Traducción inversa

El viaje en tren

Todos los medios de viajar tienen su gracia y su desgracia. Es verano y, en consecuencia, Occidente se ha movilizado para la gran estampida. El avión soluciona el problema de las distancias largas, pero es incómodo y emocionalmente frío. El coche y la moto nos dan libertad de movimientos, aunque es un engorro no poder prescindir de ellos precisamente en vacaciones. El autobús tiene su encanto, y no obstante sólo es un coche grande. El barco es confortable y cálido –el mar nos acoge como una fabulosa piscina amniótica-, pero un infierno si no reina la calma chicha. Nos queda, por supuesto, el viaje a pie, que en España tuvo en Camilo José Cela a un eficaz propagandista y ahora mismo es Josep Maria Espinàs quien mejor representa su espíritu literario.

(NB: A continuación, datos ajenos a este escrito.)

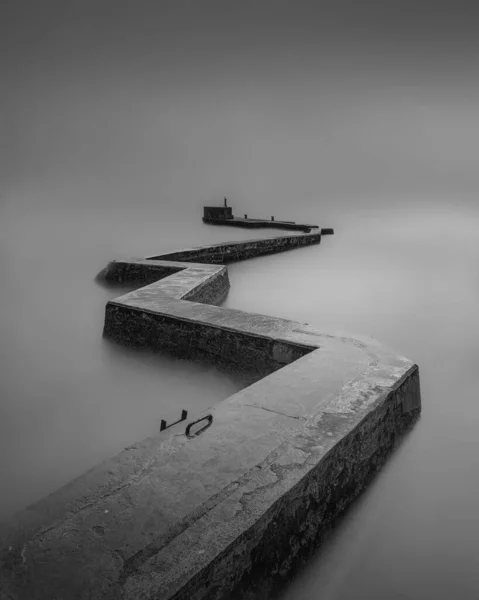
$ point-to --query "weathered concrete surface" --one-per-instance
(234, 251)
(226, 513)
(259, 224)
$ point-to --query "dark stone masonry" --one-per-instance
(231, 509)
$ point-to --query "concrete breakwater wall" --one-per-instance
(228, 509)
(259, 224)
(234, 251)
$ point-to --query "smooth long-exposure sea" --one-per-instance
(120, 120)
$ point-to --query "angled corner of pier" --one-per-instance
(210, 508)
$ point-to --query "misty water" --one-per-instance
(121, 120)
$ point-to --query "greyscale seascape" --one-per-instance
(123, 122)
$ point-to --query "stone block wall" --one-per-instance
(189, 339)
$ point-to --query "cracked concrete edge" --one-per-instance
(40, 519)
(175, 570)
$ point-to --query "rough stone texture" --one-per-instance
(226, 513)
(258, 223)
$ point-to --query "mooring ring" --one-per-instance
(190, 425)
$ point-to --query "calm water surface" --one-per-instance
(121, 120)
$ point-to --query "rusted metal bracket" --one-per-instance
(163, 425)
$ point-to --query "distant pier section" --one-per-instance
(223, 215)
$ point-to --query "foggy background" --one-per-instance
(120, 120)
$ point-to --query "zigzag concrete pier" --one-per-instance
(224, 508)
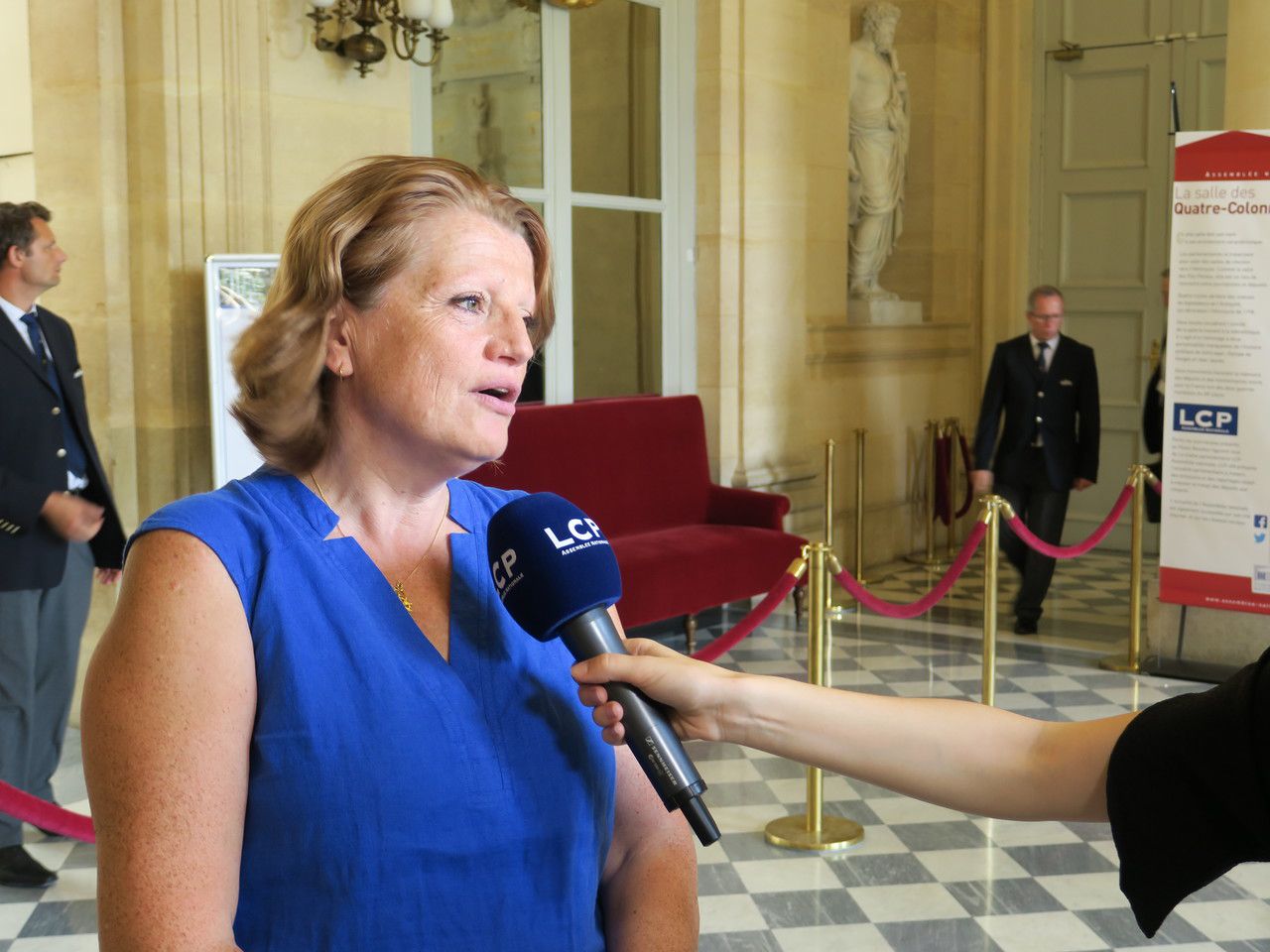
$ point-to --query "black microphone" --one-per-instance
(557, 576)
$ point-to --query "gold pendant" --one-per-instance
(405, 599)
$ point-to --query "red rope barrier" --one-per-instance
(726, 642)
(924, 604)
(1032, 539)
(48, 816)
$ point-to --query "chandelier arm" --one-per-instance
(409, 37)
(437, 39)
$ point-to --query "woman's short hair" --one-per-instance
(347, 243)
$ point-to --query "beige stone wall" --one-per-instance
(780, 368)
(1247, 68)
(17, 166)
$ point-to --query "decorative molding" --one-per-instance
(876, 343)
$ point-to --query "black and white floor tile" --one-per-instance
(924, 878)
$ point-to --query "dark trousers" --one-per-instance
(40, 640)
(1043, 509)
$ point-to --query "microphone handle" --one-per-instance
(648, 731)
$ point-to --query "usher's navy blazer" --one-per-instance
(1066, 399)
(33, 556)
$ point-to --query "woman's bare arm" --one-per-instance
(649, 889)
(168, 711)
(957, 754)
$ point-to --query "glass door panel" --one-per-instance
(616, 302)
(486, 93)
(615, 99)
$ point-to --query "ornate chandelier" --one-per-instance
(411, 23)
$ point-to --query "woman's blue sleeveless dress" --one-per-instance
(398, 802)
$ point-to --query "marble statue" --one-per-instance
(878, 150)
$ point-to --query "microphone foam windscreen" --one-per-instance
(550, 562)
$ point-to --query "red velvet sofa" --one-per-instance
(638, 467)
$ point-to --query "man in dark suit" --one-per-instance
(1048, 388)
(58, 522)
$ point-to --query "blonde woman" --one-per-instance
(310, 725)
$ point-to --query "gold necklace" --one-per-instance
(398, 587)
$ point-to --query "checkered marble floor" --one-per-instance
(924, 879)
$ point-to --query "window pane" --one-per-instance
(615, 93)
(616, 302)
(534, 390)
(486, 93)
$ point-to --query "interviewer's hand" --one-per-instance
(72, 518)
(697, 692)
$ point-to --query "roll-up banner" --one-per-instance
(1215, 511)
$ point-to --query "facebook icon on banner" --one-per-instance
(1203, 417)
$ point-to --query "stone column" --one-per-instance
(1247, 67)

  Si ninguno de estos sistemas le convence, no hay duda de que usted es un viajero de trenes. El viajero de trenes es un hombre que lo confía todo a una línea recta. Conoce su punto de partida y de llegada; sabe, de alguna forma, que está montado en un vehículo que nunca dejará de circular, que allanará montañas, cruzará puentes, salvará desniveles, penetrará en túneles y le dejará, con cada parada, en medio del meollo de todo. El viajero de trenes tiene en Paul Theroux a su gran gurú.

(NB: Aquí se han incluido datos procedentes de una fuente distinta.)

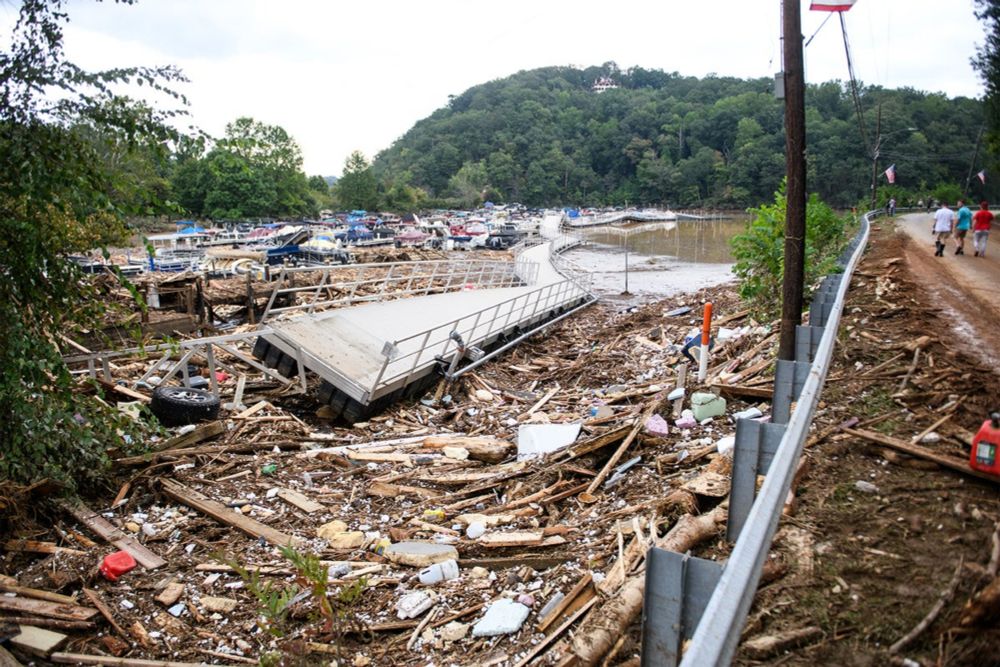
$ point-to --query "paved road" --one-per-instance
(966, 287)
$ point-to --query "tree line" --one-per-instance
(544, 137)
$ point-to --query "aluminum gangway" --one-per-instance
(398, 334)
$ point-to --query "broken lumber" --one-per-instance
(108, 661)
(9, 585)
(34, 546)
(601, 630)
(489, 450)
(220, 512)
(766, 646)
(200, 434)
(37, 641)
(943, 599)
(303, 503)
(67, 612)
(587, 496)
(958, 465)
(101, 527)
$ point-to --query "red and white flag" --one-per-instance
(831, 5)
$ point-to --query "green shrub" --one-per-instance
(760, 250)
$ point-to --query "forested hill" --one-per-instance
(544, 137)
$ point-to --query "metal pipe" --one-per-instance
(715, 640)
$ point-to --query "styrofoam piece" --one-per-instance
(535, 440)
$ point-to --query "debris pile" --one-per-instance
(480, 523)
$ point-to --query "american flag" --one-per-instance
(832, 5)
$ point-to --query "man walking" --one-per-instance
(943, 219)
(981, 223)
(962, 227)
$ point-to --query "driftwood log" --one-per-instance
(602, 629)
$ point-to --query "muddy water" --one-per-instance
(663, 258)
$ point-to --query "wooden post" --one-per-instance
(795, 191)
(251, 315)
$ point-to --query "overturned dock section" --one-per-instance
(412, 323)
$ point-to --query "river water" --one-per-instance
(662, 258)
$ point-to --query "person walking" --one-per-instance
(944, 217)
(964, 217)
(981, 223)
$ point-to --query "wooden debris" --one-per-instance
(950, 462)
(305, 504)
(34, 546)
(600, 631)
(200, 434)
(37, 641)
(69, 612)
(107, 661)
(171, 594)
(98, 602)
(488, 450)
(766, 646)
(220, 512)
(945, 597)
(521, 538)
(9, 585)
(102, 528)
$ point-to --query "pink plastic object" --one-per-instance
(117, 564)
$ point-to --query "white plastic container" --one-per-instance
(439, 572)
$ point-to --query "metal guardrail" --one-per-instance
(406, 356)
(717, 635)
(391, 280)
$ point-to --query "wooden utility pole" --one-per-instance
(795, 160)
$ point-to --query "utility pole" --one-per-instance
(875, 155)
(795, 169)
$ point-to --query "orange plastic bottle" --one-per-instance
(983, 456)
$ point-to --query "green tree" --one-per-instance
(358, 187)
(987, 61)
(67, 140)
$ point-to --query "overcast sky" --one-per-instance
(341, 76)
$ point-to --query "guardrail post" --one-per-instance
(806, 341)
(789, 378)
(756, 443)
(678, 588)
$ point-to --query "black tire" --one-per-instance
(288, 366)
(260, 348)
(179, 406)
(273, 357)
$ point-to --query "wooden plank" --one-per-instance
(520, 538)
(69, 612)
(8, 660)
(305, 504)
(956, 464)
(101, 527)
(108, 661)
(37, 641)
(9, 584)
(34, 546)
(220, 512)
(200, 434)
(565, 602)
(97, 601)
(741, 390)
(385, 490)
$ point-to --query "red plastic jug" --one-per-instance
(983, 456)
(117, 564)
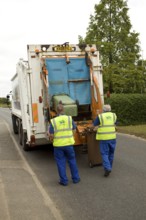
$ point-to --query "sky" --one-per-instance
(24, 22)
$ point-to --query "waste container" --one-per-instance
(94, 156)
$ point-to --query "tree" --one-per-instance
(110, 29)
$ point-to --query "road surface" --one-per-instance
(121, 196)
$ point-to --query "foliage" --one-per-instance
(130, 108)
(110, 29)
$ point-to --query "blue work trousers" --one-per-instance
(63, 155)
(107, 149)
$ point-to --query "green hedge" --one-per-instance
(130, 108)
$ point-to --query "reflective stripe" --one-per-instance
(66, 129)
(112, 132)
(63, 137)
(106, 129)
(100, 126)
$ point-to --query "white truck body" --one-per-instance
(31, 101)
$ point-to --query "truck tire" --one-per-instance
(15, 124)
(26, 147)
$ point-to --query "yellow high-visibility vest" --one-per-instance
(63, 133)
(106, 129)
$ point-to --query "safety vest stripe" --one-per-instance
(66, 129)
(69, 122)
(100, 126)
(68, 136)
(111, 132)
(102, 119)
(55, 126)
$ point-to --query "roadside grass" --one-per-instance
(137, 130)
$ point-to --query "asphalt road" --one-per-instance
(121, 196)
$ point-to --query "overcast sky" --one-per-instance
(25, 22)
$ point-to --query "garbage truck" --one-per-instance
(71, 73)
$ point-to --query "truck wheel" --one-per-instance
(26, 147)
(91, 165)
(15, 124)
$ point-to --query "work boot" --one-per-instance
(107, 173)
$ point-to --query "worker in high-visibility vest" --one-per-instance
(106, 134)
(61, 132)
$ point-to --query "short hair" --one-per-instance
(106, 108)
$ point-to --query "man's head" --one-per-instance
(60, 108)
(106, 108)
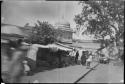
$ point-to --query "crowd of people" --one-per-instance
(15, 63)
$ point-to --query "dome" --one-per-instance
(62, 25)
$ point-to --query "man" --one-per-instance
(12, 66)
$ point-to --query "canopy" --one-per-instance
(12, 31)
(52, 46)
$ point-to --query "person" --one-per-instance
(15, 56)
(76, 57)
(89, 60)
(83, 58)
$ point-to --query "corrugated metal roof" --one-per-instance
(12, 30)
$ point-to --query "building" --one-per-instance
(64, 32)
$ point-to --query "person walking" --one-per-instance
(83, 58)
(76, 57)
(88, 61)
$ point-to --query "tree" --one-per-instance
(42, 33)
(102, 17)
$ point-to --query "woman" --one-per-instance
(89, 60)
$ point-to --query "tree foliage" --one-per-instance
(42, 33)
(102, 17)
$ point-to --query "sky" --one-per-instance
(29, 11)
(22, 12)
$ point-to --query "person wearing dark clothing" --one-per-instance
(76, 58)
(83, 58)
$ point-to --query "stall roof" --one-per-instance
(52, 46)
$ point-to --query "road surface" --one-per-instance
(104, 73)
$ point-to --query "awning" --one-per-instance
(12, 31)
(52, 46)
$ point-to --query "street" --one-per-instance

  Si han leído ustedes El gran bazar del ferrocarril, por ejemplo,  puede que se planteen como una hipótesis excitante coger el Orient Express en París, recorrer Europa y luego atravesar Asia, desde Estanbul hasta China, y culminar su viaje en el Transiberiano.  Desde su vagón, el viajero conoce todo un mundo a un ritmo razonable, sin dejar de sorber tranquilamente un Martini.